The human mind simply does not work in this strictly linear fashion. Instead, it jumps from task to task. Imagine your own habits when researching a topic. You think a bit, search a bit, get some information, integrate that into the whole and then search some more. This approach inevitably leads to analytic dead ends, requiring more collection. At the same time, you are thinking about the form of the final report. If you are putting together an intelligence product that will use multimedia in its final form, for example, you are constantly on the lookout for relevant graphics or film footage you can use, regardless of its analytic value. To even suggest that you should collect all of your information, stop, and then go and do analysis without ever doing any further collection, is absurd.

One of the most recent and widely publicized innovations within the US national security community is the advent of “Intellipedia”, a Wikipedia-like tool for the intelligence community. Wikipedia, of course, is the online encyclopedia that is free to use and editable by anyone. It is one of the most popular sites on the web and, according to at least some research, is as accurate as other generally accepted encyclopedias. It has become, in its short lifespan, the tertiary source of first resort for both analysts and academics.

One of the things it is not is linear. There is no "Table of Contents" and researchers, authors and editors choose their own path through the resource.  Some people generate full articles; others only dive in occasionally to fix a particular fact or even a grammatical or spelling error. There are even full-fledged “edit wars” where a particular version of an especially hot topic changes back and forth between competing points of view until either one side gets tired and gives up or, more likely, the sides reach a version acceptable to all. In the end, it is openness and interactivity that give Wikipedia its strength.

The US national security community acknowledged the value of such a tool, at least with respect to its descriptive products, when it launched Intellipedia. Begun in April, 2006, Intellipedia, according to information from June, 2010, now has 250,000 registered users and is accessed over 2 million times per week. This effort, which is clearly far beyond the experimental stage, plainly shows that collaboration and interactivity – the anti-intelligence cycle -- are core to any modern description of the intelligence process.

Next:  Cycles, Cycles And More Damn Cycles!


Danny said...

Couldn't agree more, especially concerning your paragraph on how the human mind works. Looking forward to reading your suggested improvements.

Anonymous said...

The critiques of the cycle reveal that no one in the IC has the breadth and depth of knowledge of the IC processes to pin point the problems with the IC System. It is known from years of experience in parallel complex systems that the IC is still learning the fundamental language and vocabulary for describing the Problem Solving Methodologies. Process Engineering, Logical Flow Methodologies, and Structured Analysis Methods are Problem Solving methods that are relatively new to the IC.

New structured improvement science and engineering methods have been introduced in Industry within the last 5 years. The most recent revelation has been the realization that the IC lacked a method for recogizing advanced Mindful methods that the Japanese have been using since 1950. It was in early 2010 that the US finally learned that there was a part of the Mind for which we knew very little.

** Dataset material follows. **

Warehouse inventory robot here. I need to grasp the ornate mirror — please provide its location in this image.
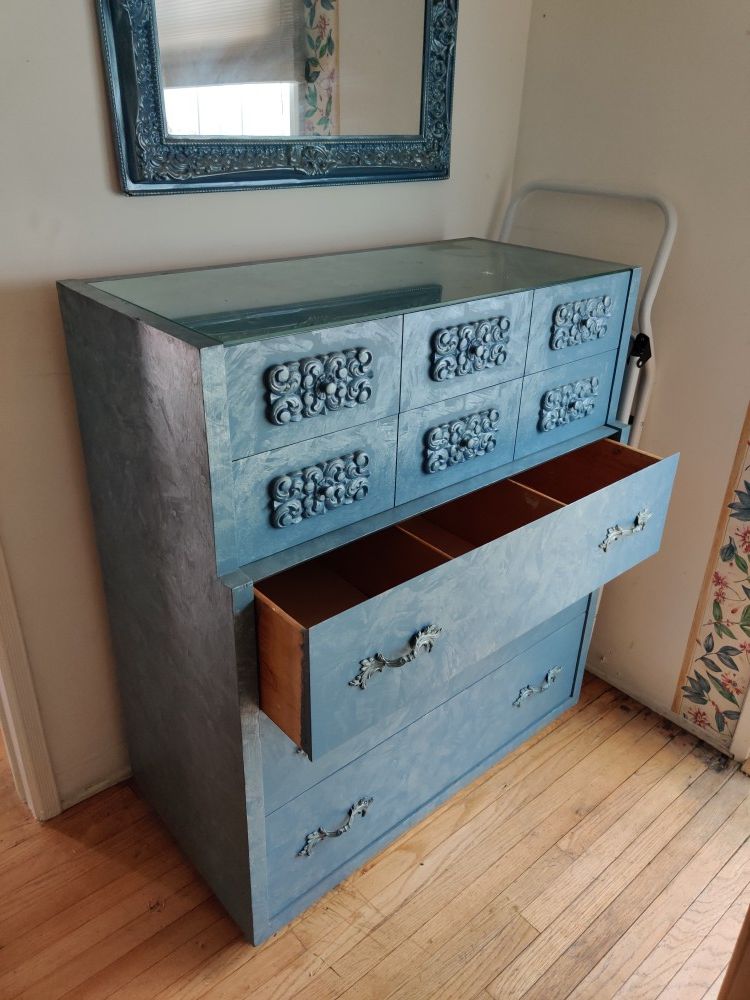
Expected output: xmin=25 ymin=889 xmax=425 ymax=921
xmin=98 ymin=0 xmax=458 ymax=194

Also Karl Popper and George Soros have been showing us for the last 17 years that there was another higher level scientific method that used critical thinking science for which we still lack understanding.

Thank you.

Anonymous said...

Rob Johnston's _Analytic Culture in the U.S. Intelligence Community_, the result of an anthropological study of the intel community, has a great stock-and-flow diagram of how the intelligence process works in practice in chapter four.